私が王城内の庭園にて紅茶を飲みながら静かな時間を楽しんでいた時、少し離れた場所から私の名を呼ぶ声が聞こえた。
振り返るとミフェラが愛らしく走って来ている。『令嬢なのに走るとは』と叱られてしまうところだろうが、可愛いので構わない。


「ミフェラか。急にどうしたんだ?」
「朗報ですわ!今日のお茶会で、良い噂を耳にしましたの。」
「良い噂……だと?」
「はいっ。レイシアの目撃情報があったのですわ!噂とはいえ、信憑性はあるかと。」
「なっ……それは確かに朗報だな…!」


ミフェラがお茶会で聞いたという噂について、詳しく話してもらった。
噂の出処は分からないが、あの女を見たという貴族がいたそうだ。場所はルーズフィルト公爵領のある街だった。あそこは隣国と接している為、これから国外に出るつもりなのだろう。
だがそうはさせない。必ず捕え、仕事をやらせる。それに奴は国の機密情報にも触れていた存在だ。
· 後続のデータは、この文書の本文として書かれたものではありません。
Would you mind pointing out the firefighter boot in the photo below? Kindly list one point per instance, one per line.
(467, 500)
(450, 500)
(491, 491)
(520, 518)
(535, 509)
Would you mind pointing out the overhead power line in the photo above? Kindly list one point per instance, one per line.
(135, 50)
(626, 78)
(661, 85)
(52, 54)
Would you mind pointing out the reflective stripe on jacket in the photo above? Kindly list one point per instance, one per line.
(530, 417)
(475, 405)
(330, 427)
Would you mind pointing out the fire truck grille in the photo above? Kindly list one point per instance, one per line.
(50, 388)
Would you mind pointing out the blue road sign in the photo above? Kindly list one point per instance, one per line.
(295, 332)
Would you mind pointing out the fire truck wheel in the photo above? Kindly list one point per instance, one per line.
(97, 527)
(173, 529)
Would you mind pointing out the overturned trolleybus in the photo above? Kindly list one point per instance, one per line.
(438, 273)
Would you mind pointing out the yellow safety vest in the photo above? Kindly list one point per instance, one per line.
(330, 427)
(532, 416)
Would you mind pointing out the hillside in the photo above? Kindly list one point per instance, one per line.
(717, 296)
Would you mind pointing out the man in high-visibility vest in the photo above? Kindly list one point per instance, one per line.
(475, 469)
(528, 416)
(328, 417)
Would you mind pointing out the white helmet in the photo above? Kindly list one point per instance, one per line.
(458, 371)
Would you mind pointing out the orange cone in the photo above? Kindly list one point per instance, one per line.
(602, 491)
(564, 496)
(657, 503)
「まさかあいつは、隣国にこの国の機密情報を売るつもりなのか…!?」
「そ、そんな!絶対に阻止しなければなりませんわ!」
「ああ。まずは噂の真偽を確かる為に、ルーズフィルト公爵領にレイシアが居るのかを調べさせよう。」


──ヴィアルスの名で秘密裏にレイシアの調査が命じられた、その翌日──


「殿下!」
「…煩いぞ。もっと静かに出来ないのか?」
「元侯爵令嬢レイシアが、ルーズフィルト公爵領にて見つかったとの事です!」
「何だと?!場所は特定出来ているのか?」
「はっ、現在も監視させております!」
「ならば今すぐ向かおう。」


私はこの機を逃すまいと、すぐにミフェラと共に公爵領へと向かった。
あの女を見失えば大変なことになるだろう。隣国に情報を売られては、次期国王たる私のこの王国が滅んでしまいかねない。
ミフェラを連れてきたのは情に訴える為だ。実の妹が助力を願えば、必ず応じるはず。
無能でも使い道はあるのだ。褒めたくはないが、現にあの女は周囲の協力を得るのが上手い。私の仕事を任せておくには申し分ない存在だろう。